Invalid traffic in programmatic ads averaged 17% in Q2 2023 -report

Pixalate, a company specializing in fraud protection, privacy, and compliance analytics, has released its latest report which highlights a 17% average rate of invalid traffic (IVT) in open programmatic advertising across desktop web, mobile web, and mobile apps during the second quarter of this year.

The report, titled “Q2 2023 Global Click Fraud Benchmarks Report,” specifically examined the prevalence of invalid or fraudulent clicks in open programmatic ads for the month of June. Fraudsters exploit advertisers’ campaign optimizations to generate fake clicks, creating an illusion of increased engagement and value for their inventory.

Among the different platforms, the desktop web exhibited the highest average IVT rate at 21%. Following closely behind, mobile web experienced an IVT rate of 16%, while mobile apps had the lowest IVT rate at 13%.

A significant portion of the invalid clicks, approximately 57%, originated from click farms and data centers. Interestingly, click farms also contributed to 20% of all invalid clicks on mobile apps.

Within the realm of mobile apps, the 729 x 90 leaderboard ad size stood out with an invalid click rate twice as high as the overall average for mobile apps. Specifically, the invalid click rate for the leaderboard ad size was 26%, compared to the overall mobile app average of 13%.
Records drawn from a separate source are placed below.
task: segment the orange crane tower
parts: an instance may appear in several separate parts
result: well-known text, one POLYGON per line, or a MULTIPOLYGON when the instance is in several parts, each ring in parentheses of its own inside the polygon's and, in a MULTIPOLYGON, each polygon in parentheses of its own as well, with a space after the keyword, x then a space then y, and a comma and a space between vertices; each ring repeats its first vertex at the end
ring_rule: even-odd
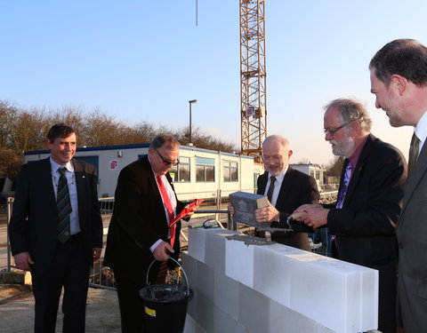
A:
POLYGON ((261 162, 267 137, 264 0, 240 0, 241 153, 261 162))

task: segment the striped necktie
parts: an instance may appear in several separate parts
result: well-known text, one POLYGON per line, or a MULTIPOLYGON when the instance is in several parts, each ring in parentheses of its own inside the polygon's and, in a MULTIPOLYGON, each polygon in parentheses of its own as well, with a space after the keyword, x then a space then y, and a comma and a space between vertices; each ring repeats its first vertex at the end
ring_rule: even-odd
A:
MULTIPOLYGON (((169 199, 169 195, 167 195, 167 191, 166 187, 165 187, 165 185, 163 184, 162 180, 162 176, 157 176, 157 183, 158 183, 158 189, 160 190, 160 194, 162 194, 162 199, 163 199, 163 203, 165 204, 165 207, 166 207, 167 210, 167 215, 169 217, 169 224, 172 222, 173 218, 175 217, 175 214, 173 213, 173 209, 172 208, 172 203, 171 200, 169 199)), ((176 229, 176 225, 173 225, 170 227, 171 231, 171 246, 173 247, 173 243, 175 242, 175 229, 176 229)))
POLYGON ((345 168, 344 173, 344 180, 342 184, 342 187, 340 191, 340 195, 338 196, 338 200, 336 202, 336 208, 342 209, 342 203, 344 203, 345 194, 347 194, 347 188, 349 187, 350 178, 351 178, 351 170, 353 169, 353 164, 351 162, 349 161, 349 164, 347 164, 347 168, 345 168))
POLYGON ((420 139, 414 133, 412 135, 411 139, 411 146, 409 147, 409 159, 407 161, 407 177, 412 172, 414 169, 414 165, 415 165, 416 159, 418 157, 418 153, 420 151, 420 139))
POLYGON ((65 176, 66 168, 58 169, 60 180, 58 181, 58 194, 56 195, 56 207, 58 209, 58 240, 64 243, 70 237, 69 214, 71 213, 71 202, 69 201, 68 184, 65 176))
POLYGON ((270 186, 269 186, 269 190, 267 191, 267 198, 269 199, 270 202, 271 202, 271 200, 273 200, 274 182, 275 181, 276 181, 276 177, 270 176, 270 186))

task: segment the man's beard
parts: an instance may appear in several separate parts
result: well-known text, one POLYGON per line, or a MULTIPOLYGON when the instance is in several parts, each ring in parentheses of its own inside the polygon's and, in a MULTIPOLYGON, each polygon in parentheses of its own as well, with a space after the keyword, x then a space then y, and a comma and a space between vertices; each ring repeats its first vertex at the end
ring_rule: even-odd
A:
POLYGON ((342 157, 351 156, 354 148, 354 140, 352 138, 347 138, 346 141, 341 144, 338 144, 334 139, 330 140, 329 143, 334 144, 334 146, 332 146, 332 154, 334 155, 342 157))

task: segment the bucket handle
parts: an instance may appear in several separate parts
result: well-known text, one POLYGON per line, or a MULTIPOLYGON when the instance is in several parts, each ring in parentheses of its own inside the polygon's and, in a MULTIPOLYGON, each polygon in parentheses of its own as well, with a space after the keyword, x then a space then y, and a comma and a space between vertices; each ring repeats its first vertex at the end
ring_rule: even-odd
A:
MULTIPOLYGON (((184 274, 184 277, 185 277, 185 282, 187 283, 187 296, 189 296, 189 279, 187 279, 187 274, 185 274, 184 268, 182 267, 182 266, 177 260, 173 259, 172 257, 169 257, 169 259, 172 259, 173 261, 174 261, 182 270, 182 273, 184 274)), ((151 266, 153 266, 153 264, 156 261, 157 261, 157 260, 154 259, 153 261, 151 261, 151 264, 149 264, 149 269, 147 270, 147 276, 146 276, 146 279, 145 279, 145 284, 149 284, 149 270, 151 269, 151 266)))

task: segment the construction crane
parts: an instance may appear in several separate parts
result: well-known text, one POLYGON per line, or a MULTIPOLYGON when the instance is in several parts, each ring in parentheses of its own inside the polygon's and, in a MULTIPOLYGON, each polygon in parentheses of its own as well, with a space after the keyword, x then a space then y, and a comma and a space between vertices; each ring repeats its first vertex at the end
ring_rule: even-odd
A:
POLYGON ((240 0, 241 154, 261 162, 267 137, 264 0, 240 0))

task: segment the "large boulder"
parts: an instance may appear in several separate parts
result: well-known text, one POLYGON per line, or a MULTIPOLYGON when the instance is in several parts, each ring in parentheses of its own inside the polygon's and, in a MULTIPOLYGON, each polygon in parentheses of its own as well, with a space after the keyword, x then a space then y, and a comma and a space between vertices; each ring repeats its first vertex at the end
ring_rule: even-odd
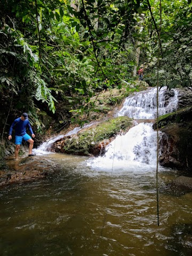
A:
POLYGON ((62 153, 98 156, 105 151, 106 146, 116 135, 125 132, 133 126, 132 120, 126 116, 97 123, 77 134, 58 140, 52 145, 51 150, 62 153))
MULTIPOLYGON (((154 127, 156 127, 155 124, 154 127)), ((192 107, 161 117, 159 127, 163 133, 160 141, 161 165, 192 169, 192 107)))

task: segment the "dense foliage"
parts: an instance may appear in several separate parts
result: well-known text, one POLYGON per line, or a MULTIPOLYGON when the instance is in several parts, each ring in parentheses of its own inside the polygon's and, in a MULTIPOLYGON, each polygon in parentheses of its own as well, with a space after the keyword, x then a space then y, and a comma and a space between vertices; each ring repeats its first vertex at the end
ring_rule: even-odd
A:
POLYGON ((103 87, 129 90, 135 65, 151 86, 191 86, 191 13, 189 0, 2 0, 2 135, 23 111, 39 130, 42 110, 78 120, 103 87))

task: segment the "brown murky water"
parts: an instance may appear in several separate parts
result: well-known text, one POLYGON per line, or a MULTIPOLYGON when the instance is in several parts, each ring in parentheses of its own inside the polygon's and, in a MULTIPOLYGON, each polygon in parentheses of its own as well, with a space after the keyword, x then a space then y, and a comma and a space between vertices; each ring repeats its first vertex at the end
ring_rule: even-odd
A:
POLYGON ((1 191, 1 255, 192 255, 192 193, 163 189, 175 171, 159 171, 158 227, 155 170, 97 171, 86 157, 48 158, 62 166, 56 175, 1 191))

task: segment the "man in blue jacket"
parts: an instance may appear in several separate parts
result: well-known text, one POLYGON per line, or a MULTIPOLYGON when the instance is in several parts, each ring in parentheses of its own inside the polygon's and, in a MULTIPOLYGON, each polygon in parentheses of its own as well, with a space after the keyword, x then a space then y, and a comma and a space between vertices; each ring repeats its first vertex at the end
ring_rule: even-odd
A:
POLYGON ((26 129, 28 127, 31 133, 32 138, 35 137, 35 134, 33 133, 31 127, 30 125, 29 121, 28 120, 28 115, 27 113, 23 113, 21 117, 18 117, 15 119, 12 124, 11 125, 9 133, 8 139, 11 140, 12 133, 13 128, 15 129, 15 156, 16 160, 18 159, 19 150, 20 145, 22 143, 22 140, 28 141, 29 143, 29 156, 33 156, 35 155, 32 153, 32 149, 34 145, 34 140, 26 132, 26 129))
In terms of different advertising categories on desktop web domains, the health category exhibited the highest rate of fraudulent ad clicks at 44%. Other categories such as arts, entertainment, government, and regional desktop web domains displayed rates hovering around 30%.

“The sophisticated schemes deployed by ad fraudsters are not just generating fake traffic but fake clicks as well,” said the vice president of ad product, ad fraud at Pixalate, Amit Shetty. “Advertisers are willing to spend more for higher click-through rates, but this mindset should come with a heightened sense of scrutiny, as fraudsters always follow the money.”

Fraudulent actions in the world of tech are unfortunately not uncommon. According to a report released in April, developers were exposed to $5.4 billion in app install fraud. Some companies, like Apple, succeed in their efforts to prevent those actions. In May, Apple announced that its App Store prevented more than $2 billion in potentially fraudulent transactions in 2022.